In the afternoon we had been challenged to a football match by the local team! We had 7 willing players that was made up to 11 by 4 locals. We made our way down to the local stadium (!) that was nothing more than a clearing of dirt with football posts at either end. It was far from level with pot holes and bumps abounding! Thankfully the sun was not shining and with a 60 minute match ahead we did not have a great deal of confidence! We got off to a great start with Stoddart making a break and scoring the first goal for the Tuum Builders after 3 minutes! There must have been at least a couple of hundred locals from the village down to watch the Big Match Live which i think gave us the motivation to go on and win 2-1! We were all in need of a lung transplant by the end of the game but delighted none the less! We had lined up a traditional Kenyan 'goat roast' for the evening which meant that 3 goats were on borrowed time. Some of our team were very keen to be involved in the killing process - needless to say i was not up for it! Indeed i wasn't too sure if, when it came to the crunch, any of the boys could go through with it - but i was wrong! Watsy, Gareth and Jamie did not chicken out on what was a very nauseous act to witness. It made me very grateful for Tescos just around the corner at home! The fire for the roast was started in the traditional way with too sticks and before long the meat was cooking on a metal grill placed over an open fire. My conclusion on roast goat is that it is very tasty when cooked well. The first taste i had was a little on the rare side for me! A fantastic experience for everyone though and a community occasion that was attended by over one hundred of the locals!

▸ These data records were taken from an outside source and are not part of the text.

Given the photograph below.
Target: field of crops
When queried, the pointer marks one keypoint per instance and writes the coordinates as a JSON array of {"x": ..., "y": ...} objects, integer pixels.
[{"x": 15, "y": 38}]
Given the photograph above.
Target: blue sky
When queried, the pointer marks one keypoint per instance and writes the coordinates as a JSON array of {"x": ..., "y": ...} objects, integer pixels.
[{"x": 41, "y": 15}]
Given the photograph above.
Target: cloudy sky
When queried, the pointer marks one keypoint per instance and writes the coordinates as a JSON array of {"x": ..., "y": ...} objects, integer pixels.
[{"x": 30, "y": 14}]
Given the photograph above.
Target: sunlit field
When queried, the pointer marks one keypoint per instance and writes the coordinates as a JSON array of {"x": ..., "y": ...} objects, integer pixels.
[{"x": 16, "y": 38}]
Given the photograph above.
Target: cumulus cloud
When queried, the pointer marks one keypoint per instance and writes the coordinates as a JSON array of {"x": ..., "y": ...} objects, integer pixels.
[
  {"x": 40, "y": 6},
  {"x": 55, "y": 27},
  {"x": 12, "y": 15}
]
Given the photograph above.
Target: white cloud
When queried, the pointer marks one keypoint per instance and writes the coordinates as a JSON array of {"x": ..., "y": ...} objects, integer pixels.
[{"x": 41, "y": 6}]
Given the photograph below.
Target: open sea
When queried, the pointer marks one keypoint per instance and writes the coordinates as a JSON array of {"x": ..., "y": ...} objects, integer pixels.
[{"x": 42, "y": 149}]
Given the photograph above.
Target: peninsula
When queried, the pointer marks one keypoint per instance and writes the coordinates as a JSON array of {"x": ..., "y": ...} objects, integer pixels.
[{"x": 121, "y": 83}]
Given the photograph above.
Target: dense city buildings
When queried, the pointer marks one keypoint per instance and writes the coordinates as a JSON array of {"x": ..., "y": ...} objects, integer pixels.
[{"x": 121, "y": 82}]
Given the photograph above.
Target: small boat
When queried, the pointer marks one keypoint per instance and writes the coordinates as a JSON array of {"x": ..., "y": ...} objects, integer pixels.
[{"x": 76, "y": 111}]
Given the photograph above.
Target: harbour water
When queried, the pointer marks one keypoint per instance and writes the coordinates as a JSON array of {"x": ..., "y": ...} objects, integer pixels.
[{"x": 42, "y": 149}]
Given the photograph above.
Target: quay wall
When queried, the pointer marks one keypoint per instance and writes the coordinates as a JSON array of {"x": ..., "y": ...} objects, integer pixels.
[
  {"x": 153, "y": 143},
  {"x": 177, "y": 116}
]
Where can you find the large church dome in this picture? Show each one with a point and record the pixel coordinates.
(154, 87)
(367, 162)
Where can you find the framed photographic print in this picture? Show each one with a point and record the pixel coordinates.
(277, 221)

Some great conversations with the guys have developed following the evening spent hearing the stories of Stephen and Angelina. The guys have been challenged about eternity and faith but seem to struggle with accepting that God's grace is sufficient to cover all the mistakes we make - past, present and future. Please keep on praying.
Today was day 11 and Stephen and Angelina had arranged a guide to take us up the nearby Mt Nero. Tuum lies 4500ft above sea level and the summit of Nero is 9000ft. Not all of the team felt able for the challenge but there were 6 of us who made it to the top! It was a bleary eyed 7am start in the cool of the day on a climb that we were told would take us 2 hours to the top! 4 hours later (!) we finally reached the top on what was the most challenging climb of any of our lives! We were all exhausted but the views over the valley were spectacular! We eat a pack lunch and then took a walk along the ridge of the mountain for another hour before starting the hairy descent via another path. This was extremely steep with loose footing and so it took us another 3 hours to reach Tuum again - an 8 hour expedition in all. Surely that must be at least a Silver Duke of Edinburgh! I am currently in a lot of pain but it was definitely worth it and despite much moaning along the way i believe the guys all felt they had achieved something today!
Tonight is our last night in Tuum. We will depart at 5am to make an 10 hour journey to a National Park where we will take a safari trip on Wednesday. My hope is that i will see elephants and lions - that would make me happy! Pray for us as we travel as the roads can be treacherous!
By the way, i am posting by e-mail at present and so will be unable to publish any comments until i get home on Friday evening!